I believe that's overstating the point.  OpenID is an example of a protocol
for which discovery requires a root <html> element (I kid you not).
Limiting distributed extensibility to documents which start with a <html>
element (for example) would not be an ornerous requirement.  Most of the
web have such elements, and for the rest, adding such would not be
difficult.  Contrast this amount of effort that would be required for a
typical page to become (and remain!) well formed XML.

> Case #2 -- Extensions that are meant to be used in documents consumed
> by browsers but the extensions have value even when not acted on by
> browsers
>
> This is the hard case. The would-be extenders are more numerous than
> sources of browser engines. The would-be extenders can't change the
> way HTML is parsed.
>
> I don't feel as sure about presenting a solution for this case as I am
> for the other two cases.
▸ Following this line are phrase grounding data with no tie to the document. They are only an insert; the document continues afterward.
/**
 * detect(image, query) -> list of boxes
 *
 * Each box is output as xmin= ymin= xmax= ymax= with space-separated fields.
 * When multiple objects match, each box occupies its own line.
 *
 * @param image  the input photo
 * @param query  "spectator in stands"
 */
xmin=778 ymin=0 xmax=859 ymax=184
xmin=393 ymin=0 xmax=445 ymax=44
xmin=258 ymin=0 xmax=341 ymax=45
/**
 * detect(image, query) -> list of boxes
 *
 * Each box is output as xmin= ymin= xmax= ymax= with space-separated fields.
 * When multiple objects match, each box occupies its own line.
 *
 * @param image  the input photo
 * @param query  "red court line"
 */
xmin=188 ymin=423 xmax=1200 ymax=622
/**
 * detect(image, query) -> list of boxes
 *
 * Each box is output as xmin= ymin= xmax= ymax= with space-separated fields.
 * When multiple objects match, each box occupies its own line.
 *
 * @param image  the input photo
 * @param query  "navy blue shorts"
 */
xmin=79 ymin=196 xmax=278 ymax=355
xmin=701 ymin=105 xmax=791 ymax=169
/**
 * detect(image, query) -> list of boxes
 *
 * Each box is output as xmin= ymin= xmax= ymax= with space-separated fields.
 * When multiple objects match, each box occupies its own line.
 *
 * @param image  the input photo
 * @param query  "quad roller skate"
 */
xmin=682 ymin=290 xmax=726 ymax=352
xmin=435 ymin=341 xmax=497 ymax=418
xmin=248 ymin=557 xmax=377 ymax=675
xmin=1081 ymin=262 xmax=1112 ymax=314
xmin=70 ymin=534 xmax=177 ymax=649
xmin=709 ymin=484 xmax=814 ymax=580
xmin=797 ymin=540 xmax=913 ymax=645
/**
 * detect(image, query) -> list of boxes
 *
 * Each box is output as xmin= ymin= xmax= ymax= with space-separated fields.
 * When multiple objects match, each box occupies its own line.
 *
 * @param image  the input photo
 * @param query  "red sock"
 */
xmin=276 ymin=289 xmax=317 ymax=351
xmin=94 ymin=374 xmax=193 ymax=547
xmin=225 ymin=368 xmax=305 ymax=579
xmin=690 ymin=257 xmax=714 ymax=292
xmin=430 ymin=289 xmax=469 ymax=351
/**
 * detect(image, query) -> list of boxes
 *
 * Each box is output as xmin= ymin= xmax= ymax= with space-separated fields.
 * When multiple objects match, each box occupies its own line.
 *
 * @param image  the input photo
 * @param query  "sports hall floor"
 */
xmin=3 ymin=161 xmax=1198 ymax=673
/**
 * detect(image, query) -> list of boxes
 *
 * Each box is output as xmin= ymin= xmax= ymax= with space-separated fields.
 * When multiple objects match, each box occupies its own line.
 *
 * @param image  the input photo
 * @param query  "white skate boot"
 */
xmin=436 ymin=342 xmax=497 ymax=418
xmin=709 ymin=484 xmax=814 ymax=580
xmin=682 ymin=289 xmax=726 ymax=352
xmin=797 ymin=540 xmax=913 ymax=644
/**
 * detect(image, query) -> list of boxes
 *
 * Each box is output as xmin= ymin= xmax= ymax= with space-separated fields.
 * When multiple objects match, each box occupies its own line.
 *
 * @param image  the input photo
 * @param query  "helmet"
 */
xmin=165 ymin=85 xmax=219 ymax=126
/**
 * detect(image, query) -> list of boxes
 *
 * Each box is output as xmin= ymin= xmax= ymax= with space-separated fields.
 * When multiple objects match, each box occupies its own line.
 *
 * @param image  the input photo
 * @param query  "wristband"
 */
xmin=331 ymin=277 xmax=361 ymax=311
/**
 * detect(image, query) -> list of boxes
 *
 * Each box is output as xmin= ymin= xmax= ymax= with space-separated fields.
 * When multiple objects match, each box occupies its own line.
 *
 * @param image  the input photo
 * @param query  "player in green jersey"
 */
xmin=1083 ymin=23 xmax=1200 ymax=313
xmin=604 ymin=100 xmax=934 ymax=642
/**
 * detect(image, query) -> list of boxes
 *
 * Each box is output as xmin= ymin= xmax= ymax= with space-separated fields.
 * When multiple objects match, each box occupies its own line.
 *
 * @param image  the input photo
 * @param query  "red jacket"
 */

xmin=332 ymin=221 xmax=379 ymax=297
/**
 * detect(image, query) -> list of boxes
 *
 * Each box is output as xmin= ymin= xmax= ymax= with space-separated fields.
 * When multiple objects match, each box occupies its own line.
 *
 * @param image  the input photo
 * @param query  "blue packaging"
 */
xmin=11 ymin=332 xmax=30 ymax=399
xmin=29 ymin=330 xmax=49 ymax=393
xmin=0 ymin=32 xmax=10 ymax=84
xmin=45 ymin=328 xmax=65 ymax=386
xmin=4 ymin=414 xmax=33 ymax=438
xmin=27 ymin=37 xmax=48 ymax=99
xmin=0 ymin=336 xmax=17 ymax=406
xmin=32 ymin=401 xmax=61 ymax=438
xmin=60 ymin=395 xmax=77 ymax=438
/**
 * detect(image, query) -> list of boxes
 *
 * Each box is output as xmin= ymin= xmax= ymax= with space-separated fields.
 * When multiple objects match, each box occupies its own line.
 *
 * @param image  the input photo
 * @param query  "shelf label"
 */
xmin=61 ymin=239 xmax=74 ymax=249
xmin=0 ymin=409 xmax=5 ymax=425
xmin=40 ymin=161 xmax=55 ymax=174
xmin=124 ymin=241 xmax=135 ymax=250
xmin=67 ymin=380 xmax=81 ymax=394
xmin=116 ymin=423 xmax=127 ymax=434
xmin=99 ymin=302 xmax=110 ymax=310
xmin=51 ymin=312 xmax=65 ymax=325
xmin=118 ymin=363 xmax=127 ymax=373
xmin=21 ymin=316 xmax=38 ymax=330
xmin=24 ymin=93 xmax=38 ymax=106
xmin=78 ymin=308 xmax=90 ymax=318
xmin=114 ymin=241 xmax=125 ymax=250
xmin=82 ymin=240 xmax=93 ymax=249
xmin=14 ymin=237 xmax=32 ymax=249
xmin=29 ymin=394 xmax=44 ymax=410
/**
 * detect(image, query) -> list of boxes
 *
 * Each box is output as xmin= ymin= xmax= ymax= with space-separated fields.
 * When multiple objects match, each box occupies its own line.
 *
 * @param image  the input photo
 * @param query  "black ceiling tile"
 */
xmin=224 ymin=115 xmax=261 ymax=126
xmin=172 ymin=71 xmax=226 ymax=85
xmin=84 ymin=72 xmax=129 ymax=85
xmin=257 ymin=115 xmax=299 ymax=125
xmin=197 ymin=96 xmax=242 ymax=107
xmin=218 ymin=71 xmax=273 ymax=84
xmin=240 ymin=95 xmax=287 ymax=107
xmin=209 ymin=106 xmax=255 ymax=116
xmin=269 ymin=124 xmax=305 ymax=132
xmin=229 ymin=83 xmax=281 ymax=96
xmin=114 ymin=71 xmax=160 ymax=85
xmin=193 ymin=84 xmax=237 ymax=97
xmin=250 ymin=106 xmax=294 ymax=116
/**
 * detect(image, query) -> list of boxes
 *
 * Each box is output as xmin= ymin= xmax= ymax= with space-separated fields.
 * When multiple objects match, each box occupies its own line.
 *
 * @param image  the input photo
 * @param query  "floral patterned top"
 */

I will, however, observe that regardless of
> whether URI-based extensibility is used, a pattern of using attributes
> is emerging in order not to interfere with element parsing: without
> URI-based extensibility being microformats and with URI-based
> extensibility being RDFa.
>
> No conclusion, but this does suggest to me that the answer should be:
>
> Put this kind of extensions in attributes. (New attributes, magic
> values or both.)

I would be more convinced if this were to have proven to be sufficient for
SVG.  Or MathML.  Or FDML.  Note: I am *not* challenging your assertion
that treating SVG and/or MathML as if they were native to HTML is not
"horrific".  I am merely stating that while a limitation to attributes may
be sufficient for some vocabularies, it is not clear to me that this is
true for all vocabularies.

> I'm not convinced that URI-based extensibility or similar is needed.
> To me it seems that it's sufficient for each extension to be have a
> gestalt that is recognizable with adequate probability. It seems
> unlikely that a valid hCal entry occurred by random chance. (rel='me'
> occurring by random chance seems a bit more likely, but I don't really
> worry about it.)
>
> --
> Henri Sivonen
> hsivonen@iki.fi
> http://hsivonen.iki.fi/

- Sam Ruby
Received on Monday, 12 May 2008 02:31:06 UTC